Spanish students learn while they sweat

Nov. 27, 2013

Students touching hands and leaning toward eachother in a yoga pose in the hot yoga studio, Root Down Yoga.

Students practice hot yoga and Spanish in Assistant Spanish Professor Omar Granados Spanish 304 class.

By UW-L student Breanna Levine

Learning a foreign language can be difficult, but one UW-La Crosse Spanish professor has found an unorthodox way to teach the language.

Assistant Spanish Professor Omar Granados brought students from three of his upper level Spanish classes to Root Down Yoga studio on Nov. 9 to experience their Spanish education in a new way.

“Spanish only ‘comes to life’ when you find it useful outside the classroom and beyond your busy homework,” Granados says. “I am always looking for ways to give students opportunities to take Spanish into the ‘real’ world.”

And he did. The students were able to participate in hot yoga, which is just like regular yoga but with one important difference — the room is heated between 95 and 98 degrees Fahrenheit.

“Yoga is nothing but a metaphor for the learning process of a language: you learn to set your own pace, you imitate others, you learn to be at ease with your own mistakes and work to improve yourself, but you are also part of a very spiritual common experience,” Granados says.

Granados says that he wouldn’t miss an opportunity to learn along with his students.

“As a teacher, I have been most effective when I am able to create cultural similarities among my students and myself. When I begin any teaching experience, I have to remind myself of my role as an ambassador of a culture, a situation, and a fellow learner,” Granados explains. “I also make an effort to avoid the power dynamics of the traditional classroom. This is why hot yoga is great — to avoid power structures. Everyone looks equally sweaty and twisted like a pretzel in the oven.”

Granados tries to incorporate a teaching method called Total Physical Response (TPR) into his lessons as much as possible. The method teaches students to hear something in the new language and then physically respond to it. Instead of memorizing vocabulary terms and verb tenses, TPR teaches students to follow commands that will help them learn the language. Granados claims that by the end of the first hot yoga class, his students were able to respond to between 20 and 35 new commands in Spanish.

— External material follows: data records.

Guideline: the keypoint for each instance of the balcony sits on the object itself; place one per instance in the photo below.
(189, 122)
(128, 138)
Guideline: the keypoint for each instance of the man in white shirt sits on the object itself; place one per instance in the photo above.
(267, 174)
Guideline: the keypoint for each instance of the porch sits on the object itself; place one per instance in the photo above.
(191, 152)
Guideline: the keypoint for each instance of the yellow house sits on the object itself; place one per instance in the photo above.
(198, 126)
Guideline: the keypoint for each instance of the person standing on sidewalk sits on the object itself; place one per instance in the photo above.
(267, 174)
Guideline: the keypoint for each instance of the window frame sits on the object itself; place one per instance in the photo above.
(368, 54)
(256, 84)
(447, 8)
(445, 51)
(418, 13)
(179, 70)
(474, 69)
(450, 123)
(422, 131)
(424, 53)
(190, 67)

“Learning Spanish requires constant personal interaction with others,” he says. “As instructors, sometimes we force those interactions with others through preconceived dialogues or role-playing drills which sometimes the students find awkward.”

Senior Lilah Myhre was among the students who went to the studio.

“I was really excited to do hot yoga in Spanish. I had only done normal yoga before, so I wasn’t sure what it would be like,” she says. “Afterwards, I realized how much of a workout it was! I have literally never sweated that much in my life.”

The students thought it was a great experience, and a nice break from the normal lecture structure of class.

“I think this is a great way for our Spanish classes to get out of the classroom, spend time with each other and use Spanish in the real world,” Myhre explained.

Granados says that this experience will become a regular part of his courses. In fact, he is working on a grant proposal for the College of Liberal Studies to give funding to Root Down Yoga as part of a partnership to connect students with the greater La Crosse community.

Granados is very excited to extend an invitation to anyone who is interested in this idea.

“Come practice yoga with us as you learn Spanish!”

Amber Moesch demonstrates the “flipped dog” pose (“perro flipado” in Spanish) with student Tyler Wills from Spanish 304.